SURABAYA — Tim Penyidik Tindak Pidana Khusus Kejaksaan Tinggi Jawa Timur bergerak cepat mengungkap dugaan praktik pungutan liar (pungli) di sektor perizinan Dinas Energi dan Sumber Daya Mineral (ESDM) Provinsi Jawa Timur. Pada Jumat (17/04/2026), penyidik resmi menetapkan tiga orang sebagai tersangka.
Ketiga tersangka tersebut yakni AM yang menjabat sebagai Kepala Dinas ESDM Provinsi Jawa Timur, OS selaku Kepala Bidang Pertambangan, serta H yang menjabat sebagai Ketua Tim Kerja Pengusahaan Air Tanah.
Asisten Pidana Khusus (Aspidsus) Kejati Jatim, Wagiyo, menyampaikan bahwa timnya memulai penyidikan berdasarkan laporan masyarakat terkait dugaan pungli dalam proses perizinan pertambangan.
“Seharusnya proses perizinan sudah berjalan secara online melalui sistem Online Single Submission (OSS). Namun, tim menemukan adanya praktik pungutan liar yang dilakukan oleh oknum di Dinas ESDM Jawa Timur,” jelas Wagiyo.
Penyidik mengungkap bahwa para tersangka menjalankan modus dengan memperlambat proses perizinan. Setelah itu, mereka meminta sejumlah uang kepada pemohon dengan alasan untuk mempercepat penerbitan rekomendasi teknis izin usaha pertambangan eksplorasi.
Dalam praktiknya, para tersangka mematok tarif bervariasi. Mereka meminta sekitar Rp50–100 juta untuk perpanjangan izin, Rp50–200 juta untuk izin baru di sektor pertambangan, serta Rp5–20 juta per permohonan pada pengusahaan air tanah. Dari praktik tersebut, penyidik memperkirakan pemasukan mencapai Rp50–80 juta setiap bulan.
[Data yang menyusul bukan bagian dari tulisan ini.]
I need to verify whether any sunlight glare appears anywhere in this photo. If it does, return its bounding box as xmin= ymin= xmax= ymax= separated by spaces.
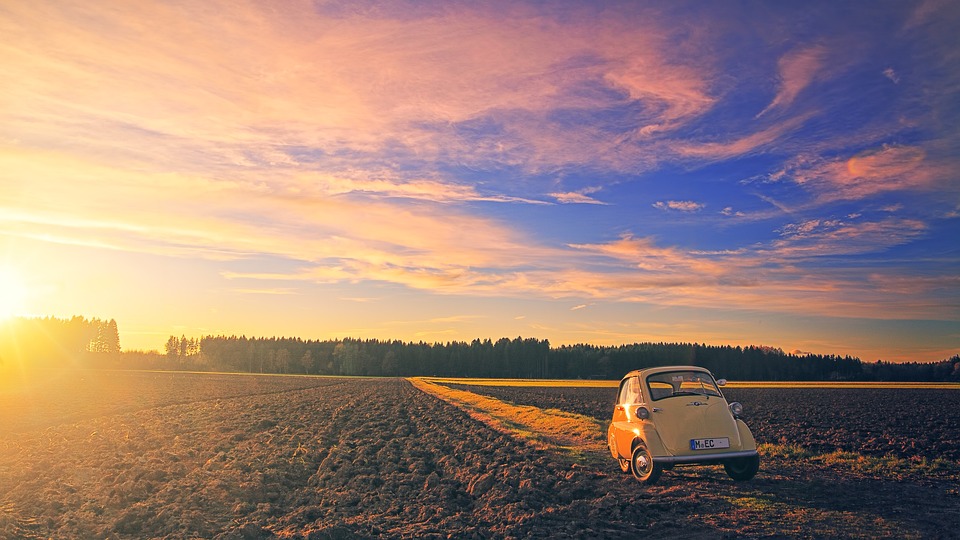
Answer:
xmin=0 ymin=266 xmax=27 ymax=321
Tim penyidik juga mengamankan sejumlah barang bukti berupa uang tunai dan dana dalam rekening atau ATM dengan total mencapai Rp2.369.239.765,50. Penyidik menduga uang tersebut berasal dari pungutan tidak sah terhadap para pemohon izin.
Kejaksaan Tinggi Jawa Timur menegaskan akan terus mengembangkan perkara ini. Penyidik kini menelusuri aliran dana serta membuka kemungkinan adanya pihak lain yang turut terlibat dalam praktik tersebut.